What surprises me about Exxon record profits is that no one has attributed them to rising gas prices, which seems like a fairly obvious connection to me.
Exxon actually makes most of their profits from oil and natural gas production, not selling gasoline. In fact, they are getting out of that side of the business because it is such a small part of their profit.
http://www.reuters.com/article/newsOne/idUSN1238193020080612
while riding my bike a thought came to me;
do not mandate a federal speeding limit of 55...make it voluntary. it would work like this, when we register our vehicle we purchase a "55 tag" and recieve a tax break for the "55 tag". we would also understand that if we got caught speeding...we would pay a substantial amount more than the person who speeds and does not have a "55 tag"....this would keep the "get something for nothing drivers" away from buying such a tag.
also.....when i do need to drive on the highway, i drive 55.
It didn't all of a sudden cost more to produce gas.
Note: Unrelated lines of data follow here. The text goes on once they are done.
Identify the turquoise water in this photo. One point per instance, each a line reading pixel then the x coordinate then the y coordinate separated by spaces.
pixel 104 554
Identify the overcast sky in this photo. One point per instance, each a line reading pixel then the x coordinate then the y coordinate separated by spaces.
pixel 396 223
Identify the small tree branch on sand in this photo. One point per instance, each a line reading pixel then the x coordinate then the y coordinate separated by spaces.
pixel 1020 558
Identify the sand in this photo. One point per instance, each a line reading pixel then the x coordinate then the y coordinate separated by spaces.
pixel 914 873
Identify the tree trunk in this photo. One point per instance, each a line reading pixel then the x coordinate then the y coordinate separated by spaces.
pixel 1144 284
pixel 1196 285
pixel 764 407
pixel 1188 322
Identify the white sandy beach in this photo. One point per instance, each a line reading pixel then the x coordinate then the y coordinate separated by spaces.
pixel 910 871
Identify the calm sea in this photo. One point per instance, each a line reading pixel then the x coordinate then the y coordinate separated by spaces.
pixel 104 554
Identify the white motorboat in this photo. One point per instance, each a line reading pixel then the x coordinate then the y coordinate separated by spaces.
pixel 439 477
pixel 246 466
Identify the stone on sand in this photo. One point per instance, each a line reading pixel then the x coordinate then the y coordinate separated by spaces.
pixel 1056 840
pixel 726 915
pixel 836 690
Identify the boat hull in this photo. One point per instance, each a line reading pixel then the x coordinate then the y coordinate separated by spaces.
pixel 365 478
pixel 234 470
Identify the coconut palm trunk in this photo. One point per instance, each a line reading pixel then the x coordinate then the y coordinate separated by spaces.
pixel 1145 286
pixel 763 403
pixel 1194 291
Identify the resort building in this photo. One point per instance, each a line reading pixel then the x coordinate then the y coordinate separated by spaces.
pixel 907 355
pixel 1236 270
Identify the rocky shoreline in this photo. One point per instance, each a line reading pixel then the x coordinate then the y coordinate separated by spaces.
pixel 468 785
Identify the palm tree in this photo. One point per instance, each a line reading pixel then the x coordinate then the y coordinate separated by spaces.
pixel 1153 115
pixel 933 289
Demand didn't suddenly go up. Refineries weren't somehow less scarce. Companies-like EXXON-decided to charge more for gas and oil, which is why we see the huge profit margins.
That said, I dont like those companies, but then again there are few major multinational corporations that I do like.
Peace
Dan
"Every judgment teeters on the brink of error. To claim absolute knowledge is to become monstrous. Knowledge is an unending adventure at the edge of uncertainty." - Frank Herbert, Dune, 1965
I just simply pointed out that Exxon isnt reaping huge profits from selling gasoline at stations like you said. They made their huge profits from the oil itself which has a miriad of factors (many dubious) for the skyrocketing barrel prices. I'm not defending Exxon btw.